“Are you homophobic, Lennon?” he asks mildly. “Because if you are, this roommate thing is a nonstarter.”
Annoyance flares, ripping the seam of the thin façade currently holding me together. “No! Of course not. Havi’s gay. Of course I’m not homophobic.”
“Who’s Havi?”
“My best friend.”
“Huh,” he says. “Good to know.”
The way he says it irritates me. Like he’s not sure if I’m telling the truth.
“I’mnothomophobic,” I say again, with meaning.
This time, he nods and gives me a fractional smile. “D’you have a girlfriend?”
“No.”
“Boyfriend?”
“No,” I reply, a little quicker.
“Okay,” he says quietly. “Well, I don’t mind if you bring people home, as long as they’re not here all the time. A couple of nights a week is fine, but space is a little tight for more than two people to be here on an ongoing basis.”
“Girls,” I correct, and to be on the safe side, I add, “You can have whoever you like over. Doesn’t bother me.”
“Gee, thanks.” He says it as though he’s sincerely grateful, but a thread of amusement in his voice takes the piss out of me. He raises his chin slightly and considers me. I still can’t tell if he believes me about not being a homophobe, and that, along with the smile, bugs the shit out of me. “I have a few questions for you. Is that okay?”
Good. Great. Yes. Good idea. Let’s change the subject and work through his ridiculous list of prospective roommate questions. Then let’s get me the fuck out of here and as far away from him as possible. “Shoot.”
“Are you always this”—he waves a hand in a circular motion in my direction—“intense?”
I’m not expecting the question, and it gives me pause initially, but I quickly realize that I like it. I love it. I recognize it in a strange, distant way that makes me think that maybe this is it. This is what I need from him, this is what I’ve been looking for. I need him to know I exist, that I’m out here, living my life as he lives his.
I want him to know that, and be uncomfortable about it. I hope I unnerve him, and I hope my existence makes him as uncomfortable as his makes me. I’m glad he finds me intense. I hope he finds me intense as fuck. It gratifies me in an awful, pathetic, deep-seated way I can’t explain or control.
“Why?” I ask, matching his smile and adding a hard twist of my own. “Do you find me intimidating?”
He leans back on the sofa, legs spread casually, posture morphing—disappointingly—into the posture of a man who isn’t intimidated by me, and who likely won’t be at any point in the future.
My heart sinks.
“Lennon,” he says quietly and not unkindly, “I looked death in the face and lived.” His expression is calm and nonthreatening. Honest and open. My blood runs cold and starts to curdle. “Hate to break it to you, bud, but it would take a lot more than you to make me blink.”

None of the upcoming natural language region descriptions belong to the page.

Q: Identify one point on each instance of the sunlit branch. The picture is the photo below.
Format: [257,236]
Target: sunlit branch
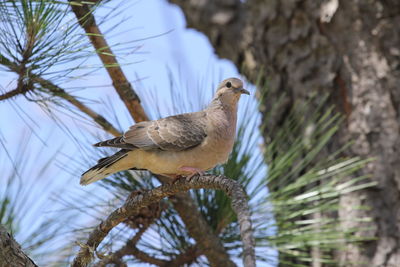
[120,82]
[133,204]
[58,91]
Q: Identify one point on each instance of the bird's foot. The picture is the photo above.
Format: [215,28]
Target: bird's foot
[192,171]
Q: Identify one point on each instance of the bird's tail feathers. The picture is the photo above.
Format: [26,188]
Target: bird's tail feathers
[102,168]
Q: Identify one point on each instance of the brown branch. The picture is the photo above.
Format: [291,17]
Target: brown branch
[11,253]
[55,90]
[198,228]
[185,258]
[21,89]
[130,249]
[133,204]
[120,82]
[58,91]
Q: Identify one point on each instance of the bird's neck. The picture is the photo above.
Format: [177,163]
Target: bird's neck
[225,113]
[227,105]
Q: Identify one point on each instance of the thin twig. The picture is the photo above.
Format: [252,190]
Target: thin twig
[11,253]
[58,91]
[120,82]
[55,90]
[133,204]
[198,228]
[130,249]
[185,258]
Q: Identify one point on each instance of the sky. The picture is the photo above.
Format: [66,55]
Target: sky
[166,49]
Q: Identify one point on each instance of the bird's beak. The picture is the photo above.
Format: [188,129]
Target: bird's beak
[244,91]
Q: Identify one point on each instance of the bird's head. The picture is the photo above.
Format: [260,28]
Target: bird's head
[230,90]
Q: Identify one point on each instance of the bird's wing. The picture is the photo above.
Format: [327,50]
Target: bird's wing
[174,133]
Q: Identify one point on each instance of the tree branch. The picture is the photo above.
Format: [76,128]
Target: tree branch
[133,204]
[58,91]
[198,228]
[120,82]
[11,253]
[55,90]
[185,258]
[204,236]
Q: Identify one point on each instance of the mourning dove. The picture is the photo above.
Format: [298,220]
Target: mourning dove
[180,145]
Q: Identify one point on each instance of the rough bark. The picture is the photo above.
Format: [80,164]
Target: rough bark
[349,49]
[11,253]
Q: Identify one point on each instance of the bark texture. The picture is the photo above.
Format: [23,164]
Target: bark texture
[350,49]
[11,253]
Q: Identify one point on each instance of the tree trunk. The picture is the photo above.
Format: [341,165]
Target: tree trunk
[349,49]
[11,254]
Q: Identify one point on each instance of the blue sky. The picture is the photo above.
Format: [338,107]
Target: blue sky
[183,53]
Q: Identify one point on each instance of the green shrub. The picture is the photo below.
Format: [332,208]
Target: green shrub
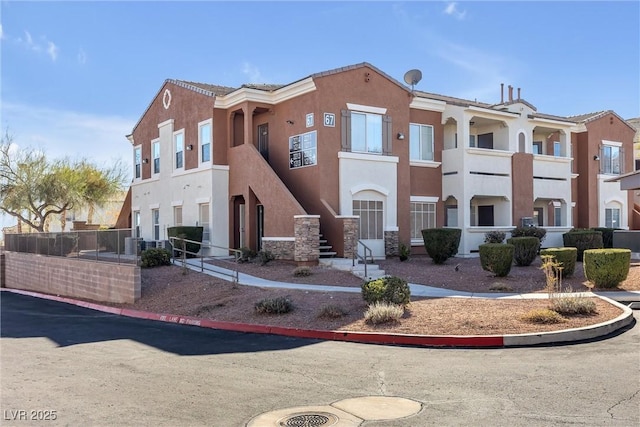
[441,243]
[331,311]
[383,312]
[607,236]
[188,233]
[606,268]
[525,249]
[496,258]
[403,252]
[538,232]
[583,240]
[302,271]
[155,257]
[390,289]
[494,236]
[278,305]
[566,257]
[543,316]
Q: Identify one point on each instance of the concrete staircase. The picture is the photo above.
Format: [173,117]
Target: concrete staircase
[344,264]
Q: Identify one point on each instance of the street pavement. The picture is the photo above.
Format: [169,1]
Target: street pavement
[96,369]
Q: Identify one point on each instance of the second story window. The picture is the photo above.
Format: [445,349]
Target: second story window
[421,142]
[137,161]
[178,143]
[156,156]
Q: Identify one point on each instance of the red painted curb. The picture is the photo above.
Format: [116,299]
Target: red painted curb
[478,341]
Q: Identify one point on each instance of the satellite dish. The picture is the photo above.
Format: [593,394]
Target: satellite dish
[412,77]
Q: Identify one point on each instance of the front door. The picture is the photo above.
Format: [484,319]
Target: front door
[263,140]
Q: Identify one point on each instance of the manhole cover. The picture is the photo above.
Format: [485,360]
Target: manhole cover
[311,419]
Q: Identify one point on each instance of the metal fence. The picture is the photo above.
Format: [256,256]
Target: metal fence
[112,245]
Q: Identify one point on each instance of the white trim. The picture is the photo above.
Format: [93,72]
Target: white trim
[424,199]
[611,143]
[368,157]
[425,164]
[366,108]
[373,187]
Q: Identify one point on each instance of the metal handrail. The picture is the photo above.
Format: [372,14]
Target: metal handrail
[366,250]
[182,250]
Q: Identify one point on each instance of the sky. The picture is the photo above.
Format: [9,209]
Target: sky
[75,77]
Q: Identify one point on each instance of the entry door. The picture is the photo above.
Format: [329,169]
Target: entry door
[263,140]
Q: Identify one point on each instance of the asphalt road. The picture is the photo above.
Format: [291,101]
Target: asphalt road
[86,368]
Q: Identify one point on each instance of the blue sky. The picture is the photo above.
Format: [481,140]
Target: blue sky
[76,76]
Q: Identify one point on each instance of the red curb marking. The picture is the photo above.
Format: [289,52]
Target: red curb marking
[361,337]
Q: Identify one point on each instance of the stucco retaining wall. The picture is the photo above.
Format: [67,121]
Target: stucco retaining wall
[97,281]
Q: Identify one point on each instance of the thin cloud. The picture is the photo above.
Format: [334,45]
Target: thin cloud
[452,10]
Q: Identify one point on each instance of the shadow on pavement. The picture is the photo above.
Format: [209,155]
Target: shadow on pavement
[65,324]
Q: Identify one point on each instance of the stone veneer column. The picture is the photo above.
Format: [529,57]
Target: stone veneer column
[306,229]
[391,242]
[351,231]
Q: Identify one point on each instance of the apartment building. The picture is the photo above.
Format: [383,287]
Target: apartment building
[352,158]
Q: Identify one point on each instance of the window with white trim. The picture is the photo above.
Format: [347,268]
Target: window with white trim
[423,216]
[155,221]
[155,149]
[204,135]
[612,217]
[366,132]
[178,149]
[371,216]
[137,161]
[204,221]
[420,142]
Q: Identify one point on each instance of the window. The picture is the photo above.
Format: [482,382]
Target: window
[610,160]
[136,224]
[155,221]
[178,142]
[537,147]
[204,221]
[370,212]
[205,142]
[421,142]
[156,157]
[366,132]
[612,217]
[177,215]
[423,215]
[137,161]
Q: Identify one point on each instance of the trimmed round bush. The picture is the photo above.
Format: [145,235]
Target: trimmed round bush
[496,258]
[566,257]
[389,289]
[583,240]
[606,268]
[525,249]
[441,243]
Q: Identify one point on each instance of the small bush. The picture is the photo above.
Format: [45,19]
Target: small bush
[542,316]
[525,249]
[302,271]
[279,305]
[390,289]
[565,257]
[496,258]
[571,305]
[403,252]
[494,236]
[606,268]
[155,257]
[382,312]
[331,311]
[538,232]
[583,240]
[441,243]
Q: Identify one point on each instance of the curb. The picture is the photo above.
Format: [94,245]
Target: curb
[451,341]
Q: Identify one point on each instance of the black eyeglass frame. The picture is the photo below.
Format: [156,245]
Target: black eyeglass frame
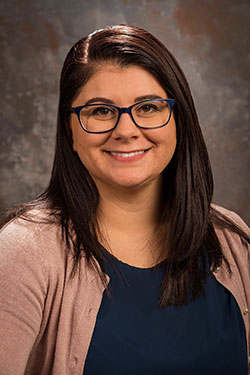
[122,110]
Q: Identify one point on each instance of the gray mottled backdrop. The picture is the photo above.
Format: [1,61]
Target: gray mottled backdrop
[210,39]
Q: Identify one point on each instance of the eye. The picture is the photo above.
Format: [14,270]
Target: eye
[147,108]
[102,111]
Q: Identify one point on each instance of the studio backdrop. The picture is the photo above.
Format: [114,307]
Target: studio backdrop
[210,39]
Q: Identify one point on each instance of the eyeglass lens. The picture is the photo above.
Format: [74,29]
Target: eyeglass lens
[102,117]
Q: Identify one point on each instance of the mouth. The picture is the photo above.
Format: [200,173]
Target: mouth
[127,155]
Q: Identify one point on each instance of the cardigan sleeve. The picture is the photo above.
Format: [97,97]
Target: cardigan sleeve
[23,288]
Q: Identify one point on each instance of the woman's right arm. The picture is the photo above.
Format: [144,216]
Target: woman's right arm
[23,289]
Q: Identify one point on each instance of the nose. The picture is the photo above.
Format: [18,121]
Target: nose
[126,128]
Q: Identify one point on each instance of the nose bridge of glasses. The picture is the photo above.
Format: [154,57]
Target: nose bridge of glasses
[127,110]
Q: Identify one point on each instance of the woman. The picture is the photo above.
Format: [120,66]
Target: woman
[122,266]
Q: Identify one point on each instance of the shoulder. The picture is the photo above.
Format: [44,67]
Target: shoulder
[33,241]
[233,217]
[234,246]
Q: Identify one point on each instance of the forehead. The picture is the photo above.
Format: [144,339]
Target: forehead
[119,84]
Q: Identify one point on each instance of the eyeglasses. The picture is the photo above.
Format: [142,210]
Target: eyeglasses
[102,118]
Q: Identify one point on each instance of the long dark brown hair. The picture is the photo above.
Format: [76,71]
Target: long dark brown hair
[72,195]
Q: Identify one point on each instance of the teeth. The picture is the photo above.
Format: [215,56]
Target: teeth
[127,155]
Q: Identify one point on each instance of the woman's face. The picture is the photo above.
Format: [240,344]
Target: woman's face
[122,87]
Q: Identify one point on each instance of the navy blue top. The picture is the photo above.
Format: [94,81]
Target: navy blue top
[133,336]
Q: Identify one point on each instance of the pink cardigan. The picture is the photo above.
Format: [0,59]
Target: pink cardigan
[47,320]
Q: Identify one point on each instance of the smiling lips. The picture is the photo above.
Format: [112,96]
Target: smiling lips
[127,156]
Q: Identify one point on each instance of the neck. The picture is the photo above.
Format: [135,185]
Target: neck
[130,208]
[128,219]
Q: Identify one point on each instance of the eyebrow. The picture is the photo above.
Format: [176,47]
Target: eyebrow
[100,99]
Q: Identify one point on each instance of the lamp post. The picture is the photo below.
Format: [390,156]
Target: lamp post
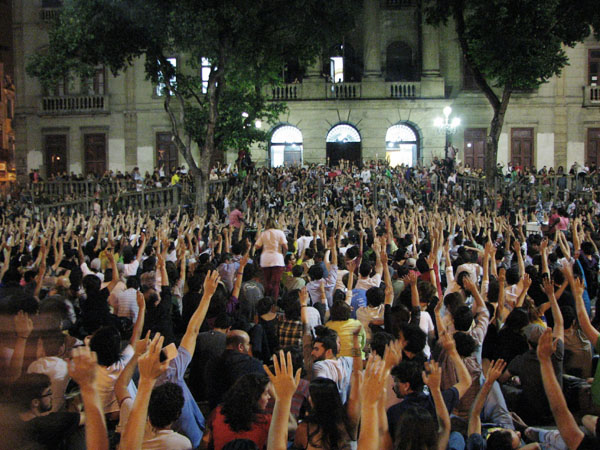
[448,125]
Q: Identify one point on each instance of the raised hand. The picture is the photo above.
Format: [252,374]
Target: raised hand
[432,375]
[211,282]
[495,369]
[548,287]
[284,381]
[23,325]
[546,345]
[83,366]
[149,363]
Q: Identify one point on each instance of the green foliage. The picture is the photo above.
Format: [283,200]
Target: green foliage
[517,43]
[247,44]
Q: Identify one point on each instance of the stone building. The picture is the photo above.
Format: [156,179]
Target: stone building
[7,95]
[376,94]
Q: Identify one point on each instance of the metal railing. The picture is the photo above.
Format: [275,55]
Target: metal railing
[344,90]
[591,96]
[289,91]
[74,104]
[404,89]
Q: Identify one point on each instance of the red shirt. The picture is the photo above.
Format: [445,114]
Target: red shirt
[223,434]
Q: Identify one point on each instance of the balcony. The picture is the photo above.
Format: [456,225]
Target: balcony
[75,104]
[591,96]
[404,89]
[344,90]
[49,15]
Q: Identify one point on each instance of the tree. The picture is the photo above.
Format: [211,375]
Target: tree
[246,44]
[512,45]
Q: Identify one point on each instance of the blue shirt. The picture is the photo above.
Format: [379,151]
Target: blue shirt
[191,422]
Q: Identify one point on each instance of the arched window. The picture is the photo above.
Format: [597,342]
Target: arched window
[400,65]
[343,143]
[343,133]
[402,145]
[286,146]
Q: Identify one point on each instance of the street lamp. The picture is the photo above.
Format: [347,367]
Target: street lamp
[448,125]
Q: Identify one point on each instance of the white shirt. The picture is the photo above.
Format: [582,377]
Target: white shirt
[106,379]
[271,242]
[56,368]
[164,439]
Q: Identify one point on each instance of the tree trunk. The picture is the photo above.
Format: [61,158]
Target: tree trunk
[491,147]
[201,186]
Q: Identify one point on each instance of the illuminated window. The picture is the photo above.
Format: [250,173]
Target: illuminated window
[343,133]
[286,146]
[161,85]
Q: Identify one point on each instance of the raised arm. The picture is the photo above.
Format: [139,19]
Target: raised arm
[495,369]
[567,426]
[464,378]
[210,286]
[83,368]
[432,377]
[150,369]
[284,384]
[559,324]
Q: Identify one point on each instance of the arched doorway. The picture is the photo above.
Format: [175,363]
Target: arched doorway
[286,146]
[402,145]
[400,65]
[344,143]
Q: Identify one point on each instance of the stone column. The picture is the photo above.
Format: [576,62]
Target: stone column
[371,45]
[432,83]
[430,37]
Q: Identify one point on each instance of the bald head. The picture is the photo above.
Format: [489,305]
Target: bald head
[238,340]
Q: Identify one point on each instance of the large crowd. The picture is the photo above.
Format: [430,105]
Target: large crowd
[309,308]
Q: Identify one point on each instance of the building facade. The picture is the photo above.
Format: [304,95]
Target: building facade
[376,94]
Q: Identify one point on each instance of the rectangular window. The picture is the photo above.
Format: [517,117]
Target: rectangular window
[206,69]
[469,83]
[337,69]
[594,67]
[593,147]
[94,148]
[55,154]
[521,145]
[161,85]
[167,157]
[475,139]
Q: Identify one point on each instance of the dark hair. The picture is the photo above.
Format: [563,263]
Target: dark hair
[297,271]
[512,276]
[326,337]
[91,284]
[132,283]
[327,412]
[410,372]
[463,318]
[453,301]
[340,311]
[414,336]
[416,429]
[364,269]
[106,342]
[516,320]
[379,341]
[264,305]
[375,296]
[499,440]
[465,344]
[315,272]
[166,402]
[291,305]
[28,387]
[240,403]
[569,315]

From there, something like peace, or defeat, washes over me. I slowly come to accept that whatever it is I want from him, it isn’t something I’m going to get. What I want isn’t possible because it doesn’t exist.
I let him tell me about himself and only half-listen. He tells me he used to play football, and that he’s an only child. He tells me he wants to be an antique dealer after college, and that he’s planning on working at his dad’s store. I know about thefootball, and his family, obviously, and I know his dad owns an antique store, but I didn’t know he wants to work there.
He says he likes early nights and staying home. That doesn’t surprise me a bit.
He isn’t embarrassed by the admission, and that does surprise me, though I’m not sure why. Perhaps it’s because of the football. Even though nothing I’ve observed has given me the impression he’s wild, the fact that he used to play quarterback implies the kind of mental toughness and machismo usually associated with debaucherous nights and frat parties.
I tell him I like early nights too, though I’m not completely sure whether it’s true or not. It’s been so long since I’ve been out voluntarily that I can’t remember if I enjoy it or not. I tell him I have a sister named Caroline, and what my parents do for a living. I make no mention of the fact that they’re currently worried sick about me and don’t know where I am, and I sprinkle just enough personal peccadillos to be believable as a prospective roommate.
Because it seems relevant, I ask if he drinks or smokes, and he says no.
“Never?” I check, almost hoping he’ll trip himself up.
“Not anymore,” he says firmly. He has one arm slung over the arm of the sofa and the other resting in his lap. He looks so relaxed and unaffected that I start wondering whether he’s purposefully trying to project that image of himself. “I don’t mind if you drink, but I don’t want to live with a smoker.”